38. This section summarizes the oral and written submissions of the Parties.

Although this is not a detailed record, I carefully examined all submissions presented by the Parties.

A. The Athlete

39. The Athlete submits that the CCES-proposed sanction, between 16 and 20 months, should be reduced by a sanction in the range of 6 to 10 months based on the unique circumstances surrounding his inadvertent ingestion of the specified substance, higenamine.

40. He also submits that his fault is not significant in regard to his anti-doping violation and that based on the Cilic2 decision, his degree of fault is at the high end of the light range, or the low end of the normal range.
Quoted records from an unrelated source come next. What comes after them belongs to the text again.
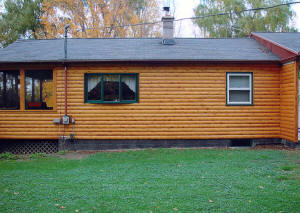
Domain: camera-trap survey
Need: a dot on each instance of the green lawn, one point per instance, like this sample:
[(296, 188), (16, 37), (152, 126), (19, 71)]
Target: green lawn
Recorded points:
[(161, 180)]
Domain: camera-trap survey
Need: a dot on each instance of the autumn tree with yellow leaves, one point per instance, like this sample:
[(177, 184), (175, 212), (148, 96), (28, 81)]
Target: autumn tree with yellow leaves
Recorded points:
[(100, 18)]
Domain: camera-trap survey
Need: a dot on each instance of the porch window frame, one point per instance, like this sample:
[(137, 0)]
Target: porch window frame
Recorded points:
[(22, 89), (250, 89), (18, 90), (101, 101)]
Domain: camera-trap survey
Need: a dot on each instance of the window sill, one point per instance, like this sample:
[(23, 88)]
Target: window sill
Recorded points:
[(240, 104), (111, 102)]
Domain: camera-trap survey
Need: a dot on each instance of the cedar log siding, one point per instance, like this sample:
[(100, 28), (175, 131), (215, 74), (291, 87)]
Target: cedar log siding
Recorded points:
[(289, 102), (182, 101)]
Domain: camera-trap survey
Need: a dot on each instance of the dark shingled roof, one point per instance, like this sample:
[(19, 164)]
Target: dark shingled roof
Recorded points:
[(135, 49), (287, 40)]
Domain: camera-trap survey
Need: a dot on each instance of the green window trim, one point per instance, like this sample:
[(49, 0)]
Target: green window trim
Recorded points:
[(101, 100)]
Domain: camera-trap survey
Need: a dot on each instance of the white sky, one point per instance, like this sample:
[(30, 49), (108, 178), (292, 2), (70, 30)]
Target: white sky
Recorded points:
[(184, 8)]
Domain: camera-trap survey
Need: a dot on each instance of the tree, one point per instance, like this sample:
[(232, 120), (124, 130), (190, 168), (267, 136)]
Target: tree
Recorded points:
[(20, 19), (241, 24), (100, 18)]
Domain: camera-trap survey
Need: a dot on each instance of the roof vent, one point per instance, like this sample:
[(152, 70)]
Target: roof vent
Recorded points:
[(168, 28)]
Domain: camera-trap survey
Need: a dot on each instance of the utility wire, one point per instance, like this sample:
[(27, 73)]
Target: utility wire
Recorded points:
[(205, 16), (238, 12)]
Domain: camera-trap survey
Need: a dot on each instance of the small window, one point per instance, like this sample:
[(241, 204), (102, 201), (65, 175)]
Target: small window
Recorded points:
[(239, 89), (9, 90), (39, 90), (111, 88)]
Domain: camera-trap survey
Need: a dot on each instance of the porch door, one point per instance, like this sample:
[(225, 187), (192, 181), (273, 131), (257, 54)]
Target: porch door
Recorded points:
[(299, 104)]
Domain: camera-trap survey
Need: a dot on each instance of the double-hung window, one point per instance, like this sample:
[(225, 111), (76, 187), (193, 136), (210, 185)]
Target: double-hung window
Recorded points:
[(111, 88), (239, 89), (39, 90)]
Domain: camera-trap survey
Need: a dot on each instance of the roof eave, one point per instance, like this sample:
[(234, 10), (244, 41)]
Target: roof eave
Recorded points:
[(285, 54), (137, 60)]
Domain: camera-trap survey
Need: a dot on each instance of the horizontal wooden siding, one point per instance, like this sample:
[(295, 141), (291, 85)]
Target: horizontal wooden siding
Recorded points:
[(175, 102)]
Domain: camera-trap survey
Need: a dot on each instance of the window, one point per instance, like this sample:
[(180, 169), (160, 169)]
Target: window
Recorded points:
[(239, 89), (111, 88), (9, 90), (39, 90)]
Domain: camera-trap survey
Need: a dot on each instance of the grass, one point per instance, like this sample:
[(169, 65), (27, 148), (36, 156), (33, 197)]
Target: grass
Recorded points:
[(161, 180)]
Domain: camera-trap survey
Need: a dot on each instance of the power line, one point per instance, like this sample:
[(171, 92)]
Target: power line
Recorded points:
[(205, 16), (237, 12)]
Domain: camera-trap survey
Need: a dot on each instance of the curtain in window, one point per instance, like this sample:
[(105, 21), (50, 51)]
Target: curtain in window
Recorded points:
[(94, 87), (111, 87)]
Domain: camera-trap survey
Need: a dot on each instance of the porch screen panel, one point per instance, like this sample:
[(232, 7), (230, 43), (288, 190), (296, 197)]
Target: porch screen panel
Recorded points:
[(9, 90)]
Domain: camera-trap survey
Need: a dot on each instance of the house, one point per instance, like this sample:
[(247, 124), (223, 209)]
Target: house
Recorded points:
[(135, 92)]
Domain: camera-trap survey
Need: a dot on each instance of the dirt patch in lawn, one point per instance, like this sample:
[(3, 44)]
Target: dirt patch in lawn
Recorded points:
[(273, 147)]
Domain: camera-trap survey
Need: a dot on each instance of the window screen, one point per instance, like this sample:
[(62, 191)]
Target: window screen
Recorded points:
[(239, 89), (39, 90), (111, 88)]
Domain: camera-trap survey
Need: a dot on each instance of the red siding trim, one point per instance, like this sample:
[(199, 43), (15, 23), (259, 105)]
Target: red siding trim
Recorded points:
[(285, 54)]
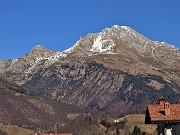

41. Following the Cilic analysis, the Athlete states that the objective elements used to determine an athlete’s level of fault were met. According to him (1) the Athlete read the label of the product used and relied on the logo which stated that the supplement was free from banned substances (2) he cross- checked the ingredients on the label by using the Global DRO website (3) he ensured the product was reliably sourced by purchasing it at a physical store (and not on the internet) (4) for a 19 year-old athlete, the clerk at Popeye’s was an appropriate expert for supplements.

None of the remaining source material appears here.